Pie Face, an 81-unit bakery-café chain based in Sydney, Australia, has signed a licensing agreement with Foodmark, a division of Dubai-based Landmark Hospitality, making the Middle Eastern company the master franchisor of the restaurant concept in the Persian Gulf countries of the United Arab Emirates, Qatar, Bahrain, Kuwait and Saudi Arabia.
The deal, signed on Oct. 3 and brokered by Kuwait-based Univest Consultancy Group, includes a commitment to open at least 100 restaurants in the five countries over the next seven years, starting in the UAE city of Dubai, Pie face chief executive Wayne Homschek said.
“We’re very excited,” said Homschek, who co-founded the chain that specializes in savory pies in Sydney in 2003. He opened the first non-Australian unit in New York City early last year. Since then, he has garnered a $15 million investment from Las Vegas hotel developer Steve Wynn, chairman and chief executive of Wynn Resorts Ltd., who bought 43 percent of the issued and outstanding shares of Pie Face USA’s common stock in a private placement.
Pie Face USA now operates seven locations in New York City, with the eighth slated to open later this month, supplied by a commissary the company built in Brooklyn, N.Y.
Pie Face also recently entered the New Zealand market with master franchisors Julian Field and Jared Palmer, who opened their first store in Auckland on Sept. 1, 2013, with plans to open 62 Pie Face restaurants over the next 10 years.
Under both the New Zealand and Gulf area agreements, the franchisors will build regional commissaries to supply the stores. However, Homschek said the New Zealand licensees plan to sub-franchise restaurants across that country, while Foodmark will develop and run the Gulf region restaurants themselves.
In Australia, parent company Pie Face Pty.
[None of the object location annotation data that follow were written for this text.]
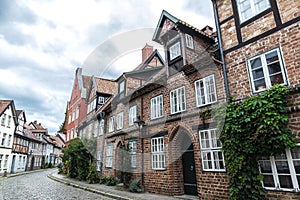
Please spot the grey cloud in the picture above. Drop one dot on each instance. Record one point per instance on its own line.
(14, 36)
(13, 11)
(100, 60)
(203, 7)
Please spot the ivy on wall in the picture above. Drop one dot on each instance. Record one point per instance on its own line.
(253, 128)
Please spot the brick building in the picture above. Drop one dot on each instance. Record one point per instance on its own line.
(121, 133)
(76, 108)
(165, 151)
(260, 41)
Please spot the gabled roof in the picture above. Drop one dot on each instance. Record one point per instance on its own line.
(165, 15)
(101, 85)
(143, 71)
(4, 104)
(146, 62)
(21, 112)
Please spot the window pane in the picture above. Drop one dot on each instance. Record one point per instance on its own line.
(258, 73)
(276, 79)
(261, 5)
(285, 181)
(282, 167)
(256, 63)
(274, 68)
(265, 166)
(260, 84)
(268, 181)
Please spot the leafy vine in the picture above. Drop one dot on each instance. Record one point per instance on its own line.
(253, 128)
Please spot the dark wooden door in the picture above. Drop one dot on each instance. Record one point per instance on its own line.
(189, 171)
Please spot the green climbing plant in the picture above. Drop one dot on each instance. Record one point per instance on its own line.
(253, 128)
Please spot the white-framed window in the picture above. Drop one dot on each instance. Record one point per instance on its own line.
(3, 119)
(281, 171)
(189, 41)
(157, 107)
(120, 120)
(249, 8)
(132, 150)
(96, 129)
(9, 140)
(91, 106)
(111, 124)
(8, 121)
(77, 113)
(158, 153)
(101, 132)
(205, 90)
(109, 155)
(1, 158)
(73, 116)
(132, 115)
(175, 50)
(90, 133)
(211, 151)
(122, 89)
(24, 162)
(266, 70)
(177, 100)
(101, 100)
(3, 139)
(6, 162)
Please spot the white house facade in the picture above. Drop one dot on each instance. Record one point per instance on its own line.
(8, 123)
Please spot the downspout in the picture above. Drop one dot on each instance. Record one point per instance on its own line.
(221, 50)
(100, 117)
(142, 146)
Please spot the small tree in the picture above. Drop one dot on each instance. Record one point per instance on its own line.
(92, 176)
(78, 158)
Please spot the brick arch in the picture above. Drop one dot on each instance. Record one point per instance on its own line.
(175, 133)
(180, 139)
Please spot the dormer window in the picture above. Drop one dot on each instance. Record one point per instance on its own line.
(101, 100)
(175, 51)
(122, 89)
(189, 41)
(249, 8)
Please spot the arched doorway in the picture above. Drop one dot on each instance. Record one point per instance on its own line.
(12, 170)
(184, 160)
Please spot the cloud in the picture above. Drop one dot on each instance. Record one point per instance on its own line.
(43, 42)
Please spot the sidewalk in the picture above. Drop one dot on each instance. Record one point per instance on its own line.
(115, 192)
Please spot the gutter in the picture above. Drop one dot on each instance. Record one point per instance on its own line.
(221, 49)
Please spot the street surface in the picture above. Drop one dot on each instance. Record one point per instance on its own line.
(38, 186)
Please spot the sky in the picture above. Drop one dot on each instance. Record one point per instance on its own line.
(43, 42)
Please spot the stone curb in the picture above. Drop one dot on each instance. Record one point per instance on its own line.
(107, 194)
(26, 172)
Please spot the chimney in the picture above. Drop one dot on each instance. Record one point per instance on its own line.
(146, 52)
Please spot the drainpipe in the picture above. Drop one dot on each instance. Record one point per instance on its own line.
(221, 49)
(100, 117)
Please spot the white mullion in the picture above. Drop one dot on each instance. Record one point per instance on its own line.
(265, 70)
(292, 169)
(275, 174)
(184, 98)
(211, 151)
(252, 5)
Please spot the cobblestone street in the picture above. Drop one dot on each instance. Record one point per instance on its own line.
(37, 185)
Ltd. operates 15 restaurants and franchises another 60, whose operators purchase the pies from commissaries owned and operated by the parent company.
“Landmark are one of the leading retailers in the Middle East, if not the biggest,” said Homschek, noting that Foodmark is the smallest of its four divisions.
Running that division is Kieran Mallon, who previously worked for Alshaya, which brought, , P.F. Chang’s, Pinkberry, Pot Belly, , Shake Shack and other foodservice brands to the Gulf region.
“Upon meeting, Landmark Hospitality got a perspective on the Pie Face brand, the quality of the products and the dynamism of the Pie Face team, which eventually led to the partnership,” Mallon said in an e-mail.
Khaled El-Marsafy, the New York-based vice chairman of Univest, said Foodmark, which also operates Max Chicken, Carluccio’s, Mango Tree, Chi’Zen franchises in the Gulf, as well as its own Zafran Indian casual dining restaurant, has committed to making Pie Face its growth vehicle. “That’s what they want to penetrate the market with and what they want to be known as,” he said.
He added that he thought the chain would appeal to Millennials in the Gulf, who would appreciate the chain’s grab-and-go model.
El-Marsafy said he thought savory pies had an appeal in the region, too. “We’re a bread society. … Stuffed pastry is part of our culture,” he said, adding that he believed Pie Face could do for the bakery-café segment in the Gulf what Starbucks did for coffee and tea shops and what Pinkberry did for ice cream shops: elevate them to an “international brand” that would make them attractive to families.
“The Pie Face range of sweet and savory pies will be very popular in the Middle East, which has a history of enjoying local baked goods,” Mallon agreed.
El-Marsafy also said that Pie Face’s high-quality coffee would also appeal to customers, but while there is a lot of competition in the coffee segment, he thought Pie Face could distinguish itself with food and then also benefit through incremental coffee sales.
Homschek said he has also signed a memorandum of understanding with an Indonesian group to open Pie Face restaurants in that country. He said he also has an “active dialogue” with a Japanese company and has had initial discussions with companies in China.
He added that he has had a representative in India for the past six months who has narrowed down the number of potential franchisees. “Shortly we’ll probably have some one-on-one negotiations [in India],” he said.